Screenshot of the webpage

This was just going to be a really quick hack but I’ve ended up spending a whole Saturday on it. The script seems to works now. I’ve downloaded a couple of entire archives successfully. It creates pages that look like this second screenshot, plus a single JSON file including the URLs, page titles, and the local filenames of all the images.

It’s been lovely to look through it all again. I have no memory of most of these images, from only a few years ago. It’s like finding an old shoebox of photos and cuttings.

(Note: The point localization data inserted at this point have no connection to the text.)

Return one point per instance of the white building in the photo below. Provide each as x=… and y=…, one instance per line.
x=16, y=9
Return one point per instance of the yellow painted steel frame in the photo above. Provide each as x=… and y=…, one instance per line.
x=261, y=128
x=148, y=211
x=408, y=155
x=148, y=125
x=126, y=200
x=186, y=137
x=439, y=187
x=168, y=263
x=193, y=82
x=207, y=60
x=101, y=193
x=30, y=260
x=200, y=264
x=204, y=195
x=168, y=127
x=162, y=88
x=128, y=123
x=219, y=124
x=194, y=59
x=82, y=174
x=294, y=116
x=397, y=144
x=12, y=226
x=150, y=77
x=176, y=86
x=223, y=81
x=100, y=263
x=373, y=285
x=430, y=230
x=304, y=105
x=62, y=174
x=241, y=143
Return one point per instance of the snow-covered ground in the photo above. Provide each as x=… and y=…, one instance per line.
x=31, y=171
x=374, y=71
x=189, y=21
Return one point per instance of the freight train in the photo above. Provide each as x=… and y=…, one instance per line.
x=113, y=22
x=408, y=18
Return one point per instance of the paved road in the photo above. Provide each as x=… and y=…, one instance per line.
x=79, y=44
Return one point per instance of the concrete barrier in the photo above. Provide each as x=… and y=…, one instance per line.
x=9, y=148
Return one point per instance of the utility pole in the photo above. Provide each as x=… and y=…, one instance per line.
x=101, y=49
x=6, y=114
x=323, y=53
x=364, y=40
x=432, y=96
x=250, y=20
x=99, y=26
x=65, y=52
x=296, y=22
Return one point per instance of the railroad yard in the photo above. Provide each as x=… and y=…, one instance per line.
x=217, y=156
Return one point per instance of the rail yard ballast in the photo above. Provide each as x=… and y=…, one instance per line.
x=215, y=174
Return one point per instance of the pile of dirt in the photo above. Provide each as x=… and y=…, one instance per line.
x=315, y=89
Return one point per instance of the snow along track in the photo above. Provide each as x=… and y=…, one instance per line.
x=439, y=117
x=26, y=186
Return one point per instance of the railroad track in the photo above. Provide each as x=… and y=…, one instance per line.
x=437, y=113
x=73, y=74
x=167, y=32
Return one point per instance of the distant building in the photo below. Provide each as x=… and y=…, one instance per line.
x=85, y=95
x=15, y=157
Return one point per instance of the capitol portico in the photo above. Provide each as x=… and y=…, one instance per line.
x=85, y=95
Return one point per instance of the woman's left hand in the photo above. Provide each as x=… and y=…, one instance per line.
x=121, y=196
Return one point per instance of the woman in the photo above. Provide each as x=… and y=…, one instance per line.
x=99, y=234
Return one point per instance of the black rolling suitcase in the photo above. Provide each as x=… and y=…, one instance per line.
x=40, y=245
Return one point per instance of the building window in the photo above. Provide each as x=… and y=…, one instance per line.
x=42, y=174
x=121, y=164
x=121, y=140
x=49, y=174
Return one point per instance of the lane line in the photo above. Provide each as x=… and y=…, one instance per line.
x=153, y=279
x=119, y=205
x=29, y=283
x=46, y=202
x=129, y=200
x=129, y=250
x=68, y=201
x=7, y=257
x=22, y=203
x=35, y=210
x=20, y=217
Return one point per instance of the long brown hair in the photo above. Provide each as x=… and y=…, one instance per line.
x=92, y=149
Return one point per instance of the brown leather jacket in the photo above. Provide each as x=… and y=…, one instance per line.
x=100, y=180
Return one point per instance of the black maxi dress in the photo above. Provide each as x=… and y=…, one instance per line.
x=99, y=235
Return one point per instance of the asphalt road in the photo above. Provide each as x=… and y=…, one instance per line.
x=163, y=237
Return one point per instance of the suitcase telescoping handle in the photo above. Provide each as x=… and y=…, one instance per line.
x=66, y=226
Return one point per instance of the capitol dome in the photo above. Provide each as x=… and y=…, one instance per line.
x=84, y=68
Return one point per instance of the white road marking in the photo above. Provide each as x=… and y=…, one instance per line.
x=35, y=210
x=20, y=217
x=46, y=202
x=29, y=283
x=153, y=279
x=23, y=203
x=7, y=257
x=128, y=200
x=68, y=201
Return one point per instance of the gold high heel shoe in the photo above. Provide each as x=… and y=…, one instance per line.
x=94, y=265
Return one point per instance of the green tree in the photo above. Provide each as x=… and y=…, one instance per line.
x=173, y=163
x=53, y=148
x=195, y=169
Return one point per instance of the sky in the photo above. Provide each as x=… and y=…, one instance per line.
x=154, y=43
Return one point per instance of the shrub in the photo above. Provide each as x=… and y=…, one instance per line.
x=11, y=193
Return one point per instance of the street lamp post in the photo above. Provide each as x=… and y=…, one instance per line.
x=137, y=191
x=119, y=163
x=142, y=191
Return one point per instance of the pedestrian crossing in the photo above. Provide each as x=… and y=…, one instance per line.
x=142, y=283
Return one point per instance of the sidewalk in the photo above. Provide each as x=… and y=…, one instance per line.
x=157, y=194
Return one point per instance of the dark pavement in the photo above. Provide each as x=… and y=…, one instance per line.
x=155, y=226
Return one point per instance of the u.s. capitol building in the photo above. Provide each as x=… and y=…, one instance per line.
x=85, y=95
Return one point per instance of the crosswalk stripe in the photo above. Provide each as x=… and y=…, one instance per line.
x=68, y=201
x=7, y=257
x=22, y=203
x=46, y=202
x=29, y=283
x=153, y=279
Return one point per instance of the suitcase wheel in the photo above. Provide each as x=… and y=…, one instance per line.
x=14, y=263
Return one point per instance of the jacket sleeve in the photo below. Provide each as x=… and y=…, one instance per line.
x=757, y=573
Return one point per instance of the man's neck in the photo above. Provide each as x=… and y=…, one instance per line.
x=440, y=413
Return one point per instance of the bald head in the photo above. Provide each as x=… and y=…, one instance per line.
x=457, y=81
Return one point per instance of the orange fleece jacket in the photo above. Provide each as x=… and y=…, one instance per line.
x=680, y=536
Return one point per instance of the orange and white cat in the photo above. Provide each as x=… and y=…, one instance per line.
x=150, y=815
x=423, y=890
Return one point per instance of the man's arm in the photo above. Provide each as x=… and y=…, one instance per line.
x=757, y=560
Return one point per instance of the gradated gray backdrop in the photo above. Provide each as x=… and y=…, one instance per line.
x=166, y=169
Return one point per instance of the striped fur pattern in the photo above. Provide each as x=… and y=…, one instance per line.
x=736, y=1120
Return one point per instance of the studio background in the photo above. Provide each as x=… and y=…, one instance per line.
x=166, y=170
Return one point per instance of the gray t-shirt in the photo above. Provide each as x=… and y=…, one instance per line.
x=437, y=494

Getting this to work I spent a lot of time struggling with character encoding and it’s not perfect but enough was enough. It would probably have been quicker to start from scratch. But that’s the wisdom-of-having-done-the-work talking. Hopefully this vaguely embarrassing code will be useful to someone else.

ffffound-export on GitHub

22 Apr 2017 at Twitter

  • 05:58am: @mildlydiverting I’ve nearly got a nice script working if you want me to grab your stuff too?
  • 01:15pm: @mildlydiverting Will do! Just struggling with character encodings at the moment. Grrr.
  • 04:45pm: “I won’t spend more than an hour fiddling with this code,” is what I said to myself half the weekend ago.
  • 08:22pm: A Python script for fetching all your https://t.co/RSx0PiLhG2 images, making pages for them, and saving data in JSON https://t.co/xyDmLSmVES
  • 08:23pm: There are various others (this is based on one) but I either couldn’t get them to work properly or wanted something different.
  • 08:24pm: The code is a mess and I’d do it all differently if starting from scratch. Just like every quick hacky project. Hey ho.